Real-world performance will vary significantly depending on:
- network overhead (TCP layer is still basic)
- batching and client behavior
- workload characteristics
-
Faster state loading utilizing snapshots
Will likely pair with compation improvements, to make better use of snapshots feature, so a broker with longer history does not rerun many event sto initiate its stateUpdate: Largely implemented
-
Client libraries
Building client libraries in various languages to make it easier to interact with the broker and test its features in real applications.
-
Admin interface
A more robust and user-friendly interface for managing the broker, monitoring its state, and performing administrative tasks.
-
Event log debug interface
Perhaps tucked in admin page somewhere, able to read paginated events to help debug things.
-
Heartbeats and connection management
-Implementing a heartbeat mechanism to detect and handle client disconnections more gracefully.Update: Largely implemented
-
Higher level test cases
Building more complex test cases that simulate real-world usage patterns, including failure scenarios, to validate the broker's behavior and robustness. Especially around the TCP layer.
-
Dead letter queue and retry mechanisms
Implementing a dead letter queue for messages that cannot be delivered after a certain number of attempts, and exploring different retry strategies.
-
Compaction and cleanup
Implementing mechanisms for compacting the message log and cleaning up old messages to manage storage usage effectively.
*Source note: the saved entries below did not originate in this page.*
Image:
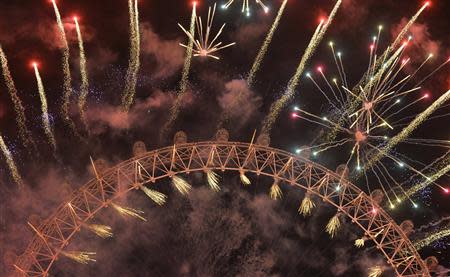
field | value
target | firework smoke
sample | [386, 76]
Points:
[432, 238]
[67, 85]
[79, 257]
[24, 133]
[84, 75]
[157, 197]
[134, 62]
[181, 185]
[45, 119]
[11, 164]
[125, 211]
[262, 52]
[213, 180]
[405, 133]
[276, 107]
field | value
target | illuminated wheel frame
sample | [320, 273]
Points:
[55, 233]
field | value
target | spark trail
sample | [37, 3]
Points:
[11, 164]
[432, 238]
[45, 119]
[67, 85]
[134, 62]
[84, 75]
[400, 37]
[262, 52]
[405, 133]
[24, 133]
[294, 81]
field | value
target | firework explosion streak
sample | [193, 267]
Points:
[432, 238]
[67, 85]
[84, 75]
[246, 6]
[294, 81]
[400, 37]
[262, 52]
[24, 133]
[45, 118]
[11, 164]
[405, 133]
[134, 62]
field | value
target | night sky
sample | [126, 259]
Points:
[239, 231]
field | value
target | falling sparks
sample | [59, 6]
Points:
[24, 133]
[156, 196]
[359, 243]
[432, 238]
[306, 206]
[67, 85]
[262, 52]
[246, 6]
[244, 179]
[181, 185]
[129, 212]
[80, 257]
[84, 75]
[275, 191]
[204, 47]
[175, 110]
[375, 271]
[134, 61]
[45, 118]
[11, 164]
[102, 231]
[213, 180]
[406, 132]
[333, 226]
[278, 106]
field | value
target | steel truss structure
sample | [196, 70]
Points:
[56, 232]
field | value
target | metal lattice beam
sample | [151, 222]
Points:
[55, 233]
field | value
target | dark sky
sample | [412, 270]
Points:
[260, 246]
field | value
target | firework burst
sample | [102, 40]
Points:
[246, 6]
[205, 46]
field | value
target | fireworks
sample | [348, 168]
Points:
[125, 211]
[80, 257]
[213, 180]
[134, 61]
[275, 191]
[157, 197]
[246, 6]
[306, 206]
[432, 238]
[204, 47]
[375, 271]
[181, 185]
[379, 94]
[244, 179]
[84, 75]
[262, 52]
[11, 164]
[67, 85]
[102, 231]
[276, 107]
[333, 226]
[45, 118]
[24, 133]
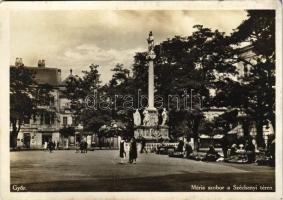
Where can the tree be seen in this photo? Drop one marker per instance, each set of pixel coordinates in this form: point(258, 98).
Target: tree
point(259, 31)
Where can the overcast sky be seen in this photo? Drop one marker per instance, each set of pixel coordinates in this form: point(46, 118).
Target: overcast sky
point(75, 39)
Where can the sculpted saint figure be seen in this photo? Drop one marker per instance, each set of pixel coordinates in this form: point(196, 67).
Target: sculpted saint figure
point(146, 118)
point(150, 41)
point(164, 117)
point(137, 118)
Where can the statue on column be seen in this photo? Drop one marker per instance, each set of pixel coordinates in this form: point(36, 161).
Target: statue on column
point(146, 118)
point(164, 117)
point(137, 118)
point(150, 41)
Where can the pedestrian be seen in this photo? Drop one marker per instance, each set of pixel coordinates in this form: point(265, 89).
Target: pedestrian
point(225, 146)
point(211, 154)
point(143, 144)
point(53, 145)
point(188, 149)
point(250, 150)
point(50, 146)
point(122, 151)
point(133, 151)
point(180, 146)
point(85, 146)
point(45, 146)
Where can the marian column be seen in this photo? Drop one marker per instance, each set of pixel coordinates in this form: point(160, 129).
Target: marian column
point(150, 130)
point(152, 111)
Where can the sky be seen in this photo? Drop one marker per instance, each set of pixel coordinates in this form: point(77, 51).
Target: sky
point(76, 39)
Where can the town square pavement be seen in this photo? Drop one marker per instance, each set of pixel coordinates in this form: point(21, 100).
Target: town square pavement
point(100, 170)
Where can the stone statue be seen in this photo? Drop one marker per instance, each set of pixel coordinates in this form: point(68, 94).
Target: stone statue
point(150, 41)
point(146, 118)
point(137, 118)
point(164, 117)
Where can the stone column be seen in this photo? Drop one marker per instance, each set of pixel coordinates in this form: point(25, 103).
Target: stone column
point(150, 85)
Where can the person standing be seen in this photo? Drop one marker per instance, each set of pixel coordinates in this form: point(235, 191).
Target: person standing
point(122, 151)
point(143, 143)
point(225, 146)
point(133, 151)
point(50, 146)
point(250, 151)
point(45, 145)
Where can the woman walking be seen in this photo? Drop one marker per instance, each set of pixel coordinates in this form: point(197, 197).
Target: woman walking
point(133, 151)
point(122, 150)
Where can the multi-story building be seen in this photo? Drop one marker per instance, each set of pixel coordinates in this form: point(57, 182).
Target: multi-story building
point(46, 126)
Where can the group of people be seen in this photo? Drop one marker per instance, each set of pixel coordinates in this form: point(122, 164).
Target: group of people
point(51, 145)
point(133, 154)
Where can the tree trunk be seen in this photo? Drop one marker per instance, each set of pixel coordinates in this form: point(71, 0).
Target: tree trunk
point(259, 133)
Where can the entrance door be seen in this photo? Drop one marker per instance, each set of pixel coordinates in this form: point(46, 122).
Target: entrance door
point(27, 140)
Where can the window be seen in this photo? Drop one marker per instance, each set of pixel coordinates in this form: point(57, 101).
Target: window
point(65, 121)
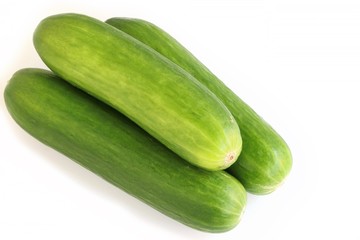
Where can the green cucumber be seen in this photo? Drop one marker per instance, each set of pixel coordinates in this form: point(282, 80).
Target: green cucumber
point(152, 91)
point(109, 144)
point(265, 160)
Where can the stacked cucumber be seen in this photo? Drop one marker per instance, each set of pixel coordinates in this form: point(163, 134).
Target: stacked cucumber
point(128, 102)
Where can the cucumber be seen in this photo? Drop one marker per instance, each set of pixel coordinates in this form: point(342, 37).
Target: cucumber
point(110, 145)
point(152, 91)
point(265, 160)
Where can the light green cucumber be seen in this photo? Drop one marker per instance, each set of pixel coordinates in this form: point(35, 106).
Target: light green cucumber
point(265, 160)
point(152, 91)
point(107, 143)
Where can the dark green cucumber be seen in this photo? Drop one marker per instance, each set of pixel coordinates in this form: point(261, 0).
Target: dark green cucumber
point(154, 92)
point(107, 143)
point(265, 160)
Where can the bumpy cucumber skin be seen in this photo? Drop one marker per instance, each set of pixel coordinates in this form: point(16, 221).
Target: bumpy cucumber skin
point(107, 143)
point(154, 92)
point(265, 160)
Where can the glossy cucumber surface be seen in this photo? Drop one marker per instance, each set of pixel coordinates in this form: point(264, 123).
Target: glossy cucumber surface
point(107, 143)
point(265, 160)
point(139, 82)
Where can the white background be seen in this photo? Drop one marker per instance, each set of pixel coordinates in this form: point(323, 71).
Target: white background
point(296, 62)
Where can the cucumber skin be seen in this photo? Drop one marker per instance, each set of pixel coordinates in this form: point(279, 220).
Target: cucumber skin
point(152, 91)
point(107, 143)
point(265, 160)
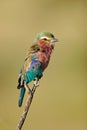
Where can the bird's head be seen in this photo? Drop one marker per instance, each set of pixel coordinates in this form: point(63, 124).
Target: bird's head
point(46, 37)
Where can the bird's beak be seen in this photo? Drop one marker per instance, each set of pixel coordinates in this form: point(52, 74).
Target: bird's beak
point(54, 40)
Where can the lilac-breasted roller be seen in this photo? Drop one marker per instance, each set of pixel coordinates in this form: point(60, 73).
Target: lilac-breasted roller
point(36, 61)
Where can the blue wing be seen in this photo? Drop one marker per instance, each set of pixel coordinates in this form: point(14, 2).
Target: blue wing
point(34, 71)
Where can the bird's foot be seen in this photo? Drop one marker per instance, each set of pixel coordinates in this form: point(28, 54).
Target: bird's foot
point(27, 88)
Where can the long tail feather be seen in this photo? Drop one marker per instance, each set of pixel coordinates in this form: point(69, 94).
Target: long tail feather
point(21, 97)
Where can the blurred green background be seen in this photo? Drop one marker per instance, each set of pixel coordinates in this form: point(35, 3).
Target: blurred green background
point(60, 103)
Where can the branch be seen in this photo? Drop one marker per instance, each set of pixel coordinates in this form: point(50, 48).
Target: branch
point(28, 103)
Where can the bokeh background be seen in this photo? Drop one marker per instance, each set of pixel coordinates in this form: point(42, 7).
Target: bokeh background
point(60, 103)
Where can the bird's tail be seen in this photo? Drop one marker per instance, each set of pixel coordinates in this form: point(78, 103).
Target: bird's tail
point(21, 97)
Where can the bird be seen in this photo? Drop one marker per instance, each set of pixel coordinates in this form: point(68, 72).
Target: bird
point(36, 61)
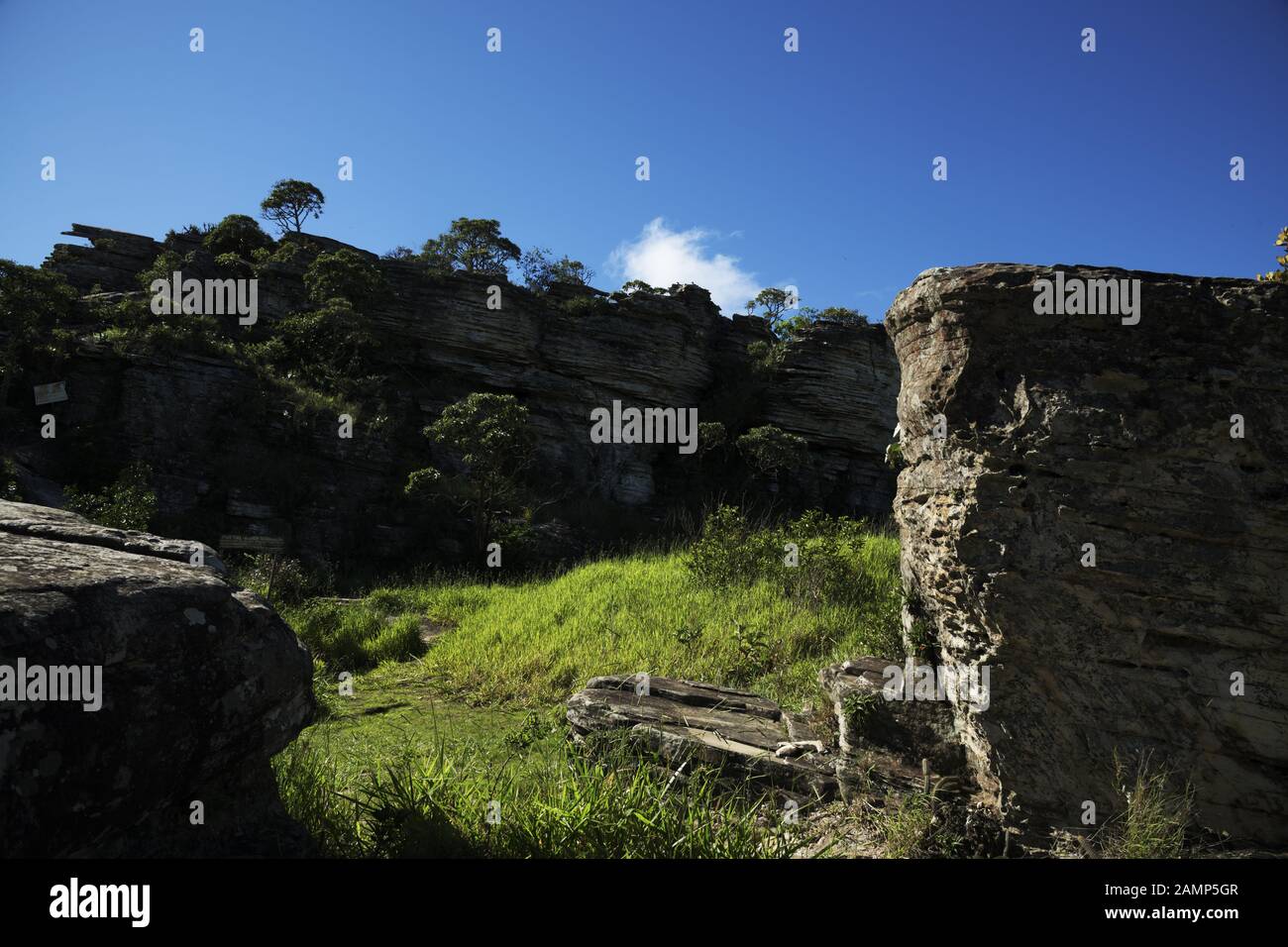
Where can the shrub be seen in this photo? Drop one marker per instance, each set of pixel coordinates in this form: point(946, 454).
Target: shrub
point(729, 552)
point(9, 480)
point(282, 579)
point(473, 245)
point(346, 274)
point(329, 350)
point(771, 449)
point(237, 235)
point(541, 272)
point(291, 202)
point(356, 637)
point(35, 304)
point(587, 305)
point(128, 502)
As well as shrinking in memory data structures for tracking state after prolonged inactivity.Update: Largely implemented
-
Consistent backpressure and flow control
Exploring strategies for applying backpressure to producers and consumers based on the broker's current load and capacity. (Note: Backpressure exists to some extent thanks to bounded channels in key parts of the broker)
-
Transition from primitive types to newtype wrappers
To improve type safety and code clarity, consider introducing newtype wrappers around primitive types like
u64for offsets,Stringfor topic names, etc. This can help prevent mix-ups and make the code more self-documenting.
-
Protocol improvements
Adding features like encryption, and more robust framing. Ability to set settings on the connection/queue/message level, etc.
-
Message Expiration and TTL
Support for expiring messages after a certain time, and handling of expired messages.
-
Expiration and cleanup of queues and other resources
Implementing mechanisms for expiring and cleaning up unused queues, connections, and other resources to prevent resource leaks.
-
Exactly-once delivery semantics
Exploring how to implement exactly-once delivery semantics, and the trade-offs involved in achieving this level of guarantee. The goal is to improve delivery guarantees, not necessarily achieve true exactl once semantics in all cases, as that may not be possible or desirable. This would likely involve optional delivery confirmation acknowledgements and publish confirm acks as incremental improvements.
-
Clustering and distributed coordination Exploring how multiple broker instances can work together, share state, and provide high availability.
The following features may be explored under a separate advanced routing layer on top of the core broker, to keep the core focused on durability and delivery semantics:
-
Message prioritization
Allowing messages to be prioritized in the queue, and exploring different strategies for handling priorities.
-
Delayed messages and scheduling
Support for scheduling messages to be delivered at a later time, and handling of delayed messages.
-
Routing and topic-based messaging
Implementing more complex routing logic, such as topic-based messaging or content-based routing.
-
Exchanges and bindings
Implementing concepts like exchanges and bindings to provide more flexible routing options.